June 24 (Reuters) – Mutinous Russian mercenary fighters surged most of the way to Moscow before their leader said they had agreed to turn back to avoid bloodshed. Here is a timeline of events as they have unfolded over the last 24 hours.
Yevgeny Prigozhin, the boss of the private army called Wagner, releases a video stepping up his feud with Russia’s military top brass and for the first time rejects President Vladimir Putin’s core justification for invading Ukraine.
– In a series of subsequent audio recordings posted on Telegram, Prigozhin says the “evil” of Russia’s military leadership “must be stopped” and his Wagner mercenary force will lead a “march for justice” against the Russian military.
– Russia’s FSB security service responds by opening a criminal case against Prigozhin, saying he has called for armed mutiny.
– The deputy commander of Russia’s Ukraine campaign, General Sergei Surovikin, urges the Wagner militia to give up their opposition to the military leadership and return to their bases.
– Prigozhin says his men have crossed the border from Ukraine into Russia and are ready to go “all the way” against the Russian military.
– Wagner fighters have entered the southern Russian city of Rostov, Prigozhin says in an audio recording posted on Telegram.

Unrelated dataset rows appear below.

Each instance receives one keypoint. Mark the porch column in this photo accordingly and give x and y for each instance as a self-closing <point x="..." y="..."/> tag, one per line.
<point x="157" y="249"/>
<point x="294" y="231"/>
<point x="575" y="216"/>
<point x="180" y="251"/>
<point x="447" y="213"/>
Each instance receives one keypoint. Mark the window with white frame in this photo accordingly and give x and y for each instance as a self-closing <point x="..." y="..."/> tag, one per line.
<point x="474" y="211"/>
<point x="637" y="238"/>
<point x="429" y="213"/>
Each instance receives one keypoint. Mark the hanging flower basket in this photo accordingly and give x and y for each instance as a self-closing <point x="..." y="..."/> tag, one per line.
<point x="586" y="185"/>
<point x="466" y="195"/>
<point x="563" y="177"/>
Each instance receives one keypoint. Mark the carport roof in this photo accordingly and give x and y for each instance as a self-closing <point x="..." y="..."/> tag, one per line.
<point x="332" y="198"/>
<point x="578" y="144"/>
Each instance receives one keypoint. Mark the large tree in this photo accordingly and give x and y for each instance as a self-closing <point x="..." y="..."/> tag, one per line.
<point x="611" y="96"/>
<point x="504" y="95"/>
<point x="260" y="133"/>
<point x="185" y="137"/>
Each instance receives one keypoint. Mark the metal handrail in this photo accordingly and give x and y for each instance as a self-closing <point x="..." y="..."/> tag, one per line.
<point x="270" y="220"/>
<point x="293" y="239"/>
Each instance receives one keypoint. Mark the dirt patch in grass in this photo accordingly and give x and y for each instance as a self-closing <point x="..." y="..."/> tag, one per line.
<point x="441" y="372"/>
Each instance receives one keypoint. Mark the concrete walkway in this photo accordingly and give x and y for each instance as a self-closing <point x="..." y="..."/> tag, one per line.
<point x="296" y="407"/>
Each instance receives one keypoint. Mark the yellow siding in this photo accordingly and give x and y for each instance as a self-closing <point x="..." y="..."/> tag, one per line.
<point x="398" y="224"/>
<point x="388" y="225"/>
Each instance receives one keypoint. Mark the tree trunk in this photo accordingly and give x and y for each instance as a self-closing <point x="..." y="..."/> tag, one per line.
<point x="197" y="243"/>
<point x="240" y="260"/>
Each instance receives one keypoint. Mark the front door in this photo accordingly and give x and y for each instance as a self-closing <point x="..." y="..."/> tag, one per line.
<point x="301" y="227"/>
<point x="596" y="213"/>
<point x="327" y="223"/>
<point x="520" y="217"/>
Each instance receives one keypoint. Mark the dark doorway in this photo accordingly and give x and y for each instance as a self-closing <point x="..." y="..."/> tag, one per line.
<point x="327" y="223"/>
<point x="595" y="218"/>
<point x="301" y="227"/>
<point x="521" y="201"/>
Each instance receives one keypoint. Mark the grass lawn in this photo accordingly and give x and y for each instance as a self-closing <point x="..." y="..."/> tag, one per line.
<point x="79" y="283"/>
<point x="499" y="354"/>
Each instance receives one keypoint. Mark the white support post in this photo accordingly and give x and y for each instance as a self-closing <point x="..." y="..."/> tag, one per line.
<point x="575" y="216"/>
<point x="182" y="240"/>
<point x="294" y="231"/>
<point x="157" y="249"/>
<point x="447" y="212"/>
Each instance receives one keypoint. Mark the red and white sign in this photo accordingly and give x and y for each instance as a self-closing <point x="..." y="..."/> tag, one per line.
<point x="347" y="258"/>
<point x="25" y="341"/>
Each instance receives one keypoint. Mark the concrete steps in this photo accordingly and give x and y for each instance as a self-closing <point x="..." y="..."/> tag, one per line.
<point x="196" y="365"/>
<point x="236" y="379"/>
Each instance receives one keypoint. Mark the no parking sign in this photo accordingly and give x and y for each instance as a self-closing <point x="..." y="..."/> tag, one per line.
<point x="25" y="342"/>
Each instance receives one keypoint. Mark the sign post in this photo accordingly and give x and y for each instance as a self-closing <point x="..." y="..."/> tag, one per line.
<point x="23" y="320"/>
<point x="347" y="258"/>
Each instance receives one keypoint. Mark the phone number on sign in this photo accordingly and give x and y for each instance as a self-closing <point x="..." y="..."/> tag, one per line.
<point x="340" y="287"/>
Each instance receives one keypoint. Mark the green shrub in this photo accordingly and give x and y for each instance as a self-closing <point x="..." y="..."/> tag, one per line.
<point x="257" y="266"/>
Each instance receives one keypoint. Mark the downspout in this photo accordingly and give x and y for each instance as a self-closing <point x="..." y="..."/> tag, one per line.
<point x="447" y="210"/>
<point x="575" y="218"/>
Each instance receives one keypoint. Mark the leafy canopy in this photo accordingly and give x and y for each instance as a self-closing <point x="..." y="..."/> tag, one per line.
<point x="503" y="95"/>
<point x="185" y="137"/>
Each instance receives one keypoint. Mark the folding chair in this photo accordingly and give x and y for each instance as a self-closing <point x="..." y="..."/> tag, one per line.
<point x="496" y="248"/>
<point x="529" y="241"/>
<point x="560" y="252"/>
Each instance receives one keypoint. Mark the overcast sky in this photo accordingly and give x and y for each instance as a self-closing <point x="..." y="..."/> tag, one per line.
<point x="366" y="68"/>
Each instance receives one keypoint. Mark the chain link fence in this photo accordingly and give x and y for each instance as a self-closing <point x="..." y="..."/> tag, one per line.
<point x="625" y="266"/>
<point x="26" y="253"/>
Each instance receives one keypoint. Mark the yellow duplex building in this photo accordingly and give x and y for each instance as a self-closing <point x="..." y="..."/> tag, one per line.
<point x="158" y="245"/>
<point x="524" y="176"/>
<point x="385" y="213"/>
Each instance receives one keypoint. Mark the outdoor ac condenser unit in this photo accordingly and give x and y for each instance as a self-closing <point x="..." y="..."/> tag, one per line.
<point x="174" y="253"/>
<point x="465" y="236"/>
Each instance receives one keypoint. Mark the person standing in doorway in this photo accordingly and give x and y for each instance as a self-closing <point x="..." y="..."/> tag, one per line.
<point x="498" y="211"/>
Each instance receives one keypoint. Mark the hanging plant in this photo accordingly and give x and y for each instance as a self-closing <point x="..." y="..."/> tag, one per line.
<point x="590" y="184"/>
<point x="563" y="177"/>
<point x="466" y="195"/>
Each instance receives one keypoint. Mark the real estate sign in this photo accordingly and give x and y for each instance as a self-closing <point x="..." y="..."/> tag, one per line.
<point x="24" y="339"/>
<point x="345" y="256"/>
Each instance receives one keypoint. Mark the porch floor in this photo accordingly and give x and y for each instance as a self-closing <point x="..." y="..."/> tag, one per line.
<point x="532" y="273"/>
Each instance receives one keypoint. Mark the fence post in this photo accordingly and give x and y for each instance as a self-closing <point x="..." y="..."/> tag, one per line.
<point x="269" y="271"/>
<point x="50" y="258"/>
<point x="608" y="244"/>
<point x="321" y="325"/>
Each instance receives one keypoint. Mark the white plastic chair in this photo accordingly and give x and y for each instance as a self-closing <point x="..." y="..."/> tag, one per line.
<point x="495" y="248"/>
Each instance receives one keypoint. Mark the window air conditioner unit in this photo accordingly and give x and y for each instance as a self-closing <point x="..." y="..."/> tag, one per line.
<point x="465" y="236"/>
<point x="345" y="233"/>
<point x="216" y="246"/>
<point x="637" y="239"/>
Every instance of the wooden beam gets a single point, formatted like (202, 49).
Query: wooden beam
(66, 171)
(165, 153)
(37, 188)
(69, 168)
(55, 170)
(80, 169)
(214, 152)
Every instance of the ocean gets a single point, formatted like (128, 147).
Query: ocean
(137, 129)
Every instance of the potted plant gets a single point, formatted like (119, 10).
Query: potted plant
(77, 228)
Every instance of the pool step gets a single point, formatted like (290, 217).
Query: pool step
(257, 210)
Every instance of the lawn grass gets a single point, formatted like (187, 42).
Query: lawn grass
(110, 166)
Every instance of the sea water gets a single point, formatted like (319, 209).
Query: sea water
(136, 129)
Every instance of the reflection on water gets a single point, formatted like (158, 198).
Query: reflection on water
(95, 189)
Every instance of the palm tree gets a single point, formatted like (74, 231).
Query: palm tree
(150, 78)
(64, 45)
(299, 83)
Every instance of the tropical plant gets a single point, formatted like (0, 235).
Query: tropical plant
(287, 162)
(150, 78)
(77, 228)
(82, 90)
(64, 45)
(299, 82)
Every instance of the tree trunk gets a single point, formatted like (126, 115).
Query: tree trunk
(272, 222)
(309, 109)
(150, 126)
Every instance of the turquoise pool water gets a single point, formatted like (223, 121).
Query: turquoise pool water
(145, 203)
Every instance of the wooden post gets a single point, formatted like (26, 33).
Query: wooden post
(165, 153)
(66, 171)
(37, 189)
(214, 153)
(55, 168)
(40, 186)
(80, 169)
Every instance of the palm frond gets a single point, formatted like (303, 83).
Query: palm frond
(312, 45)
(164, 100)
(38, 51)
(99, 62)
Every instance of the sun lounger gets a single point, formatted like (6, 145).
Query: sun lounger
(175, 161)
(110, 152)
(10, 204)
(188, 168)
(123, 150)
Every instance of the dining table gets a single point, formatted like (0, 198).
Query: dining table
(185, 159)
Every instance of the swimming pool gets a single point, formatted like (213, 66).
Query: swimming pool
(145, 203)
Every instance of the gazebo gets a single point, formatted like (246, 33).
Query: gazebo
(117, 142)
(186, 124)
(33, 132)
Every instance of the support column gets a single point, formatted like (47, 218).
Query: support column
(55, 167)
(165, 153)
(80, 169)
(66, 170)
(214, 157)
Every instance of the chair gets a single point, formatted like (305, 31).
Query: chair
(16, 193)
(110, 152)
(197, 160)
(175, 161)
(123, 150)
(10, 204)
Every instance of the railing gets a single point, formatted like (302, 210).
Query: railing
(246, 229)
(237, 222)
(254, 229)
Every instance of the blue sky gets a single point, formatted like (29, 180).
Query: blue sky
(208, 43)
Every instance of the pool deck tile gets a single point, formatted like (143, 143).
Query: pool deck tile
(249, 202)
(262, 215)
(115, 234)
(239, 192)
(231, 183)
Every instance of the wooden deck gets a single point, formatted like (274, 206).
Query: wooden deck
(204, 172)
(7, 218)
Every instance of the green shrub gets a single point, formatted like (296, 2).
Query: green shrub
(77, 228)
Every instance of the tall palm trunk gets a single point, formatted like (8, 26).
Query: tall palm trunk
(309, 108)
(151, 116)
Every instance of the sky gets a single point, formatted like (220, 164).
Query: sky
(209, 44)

– The White House says it is monitoring the situation involving Russia and the Wagner force, and will be consulting with allies and partners on developments.
– The governor of southern Russia’s Rostov region adjoining Ukraine tells residents to remain calm and stay indoors as it becomes clear that Wagner forces have taken control of the city of Rostov.
– Russian’s Defence Ministry issues a statement appealing to Wagner fighters to abandon Prigozhin, saying they have been “deceived and dragged into a criminal adventure”.
– A Russian security source tells Reuters Wagner fighters have taken control of all military facilities in the city of Voronezh, about 500 km (300 miles) south of Moscow.
– Putin makes a televised address vowing to crush what he calls an armed mutiny. He accuses Prigozhin of “treason” and a “stab in the back”.
– Chechen leader Ramzan Kadyrov, a Putin ally, says his forces are ready to help put down the revolt by Prigozhin and to use harsh methods if necessary.
– European governments including Britain, France, Germany and Italy issue statements saying they are closely watching developments in Russia. During the day, numerous other governments around the world issue similar statements.
– Russian military helicopters open fire on a convoy of rebel mercenaries already more than half way towards Moscow in a lightning advance after seizing Rostov overnight.
– Ukrainian President Volodymyr Zelenskiy says “Russia’s weakness is obvious” and the longer Moscow keeps its troops and mercenaries in Ukraine, the more chaos it will invite back home.
– Sergei Naryshkin, the head of Russia’s SVR foreign intelligence service, says it is clear that Prigozhin’s attempt to destabilise society and ignite a fratricidal civil war has failed, the TASS news agency reports.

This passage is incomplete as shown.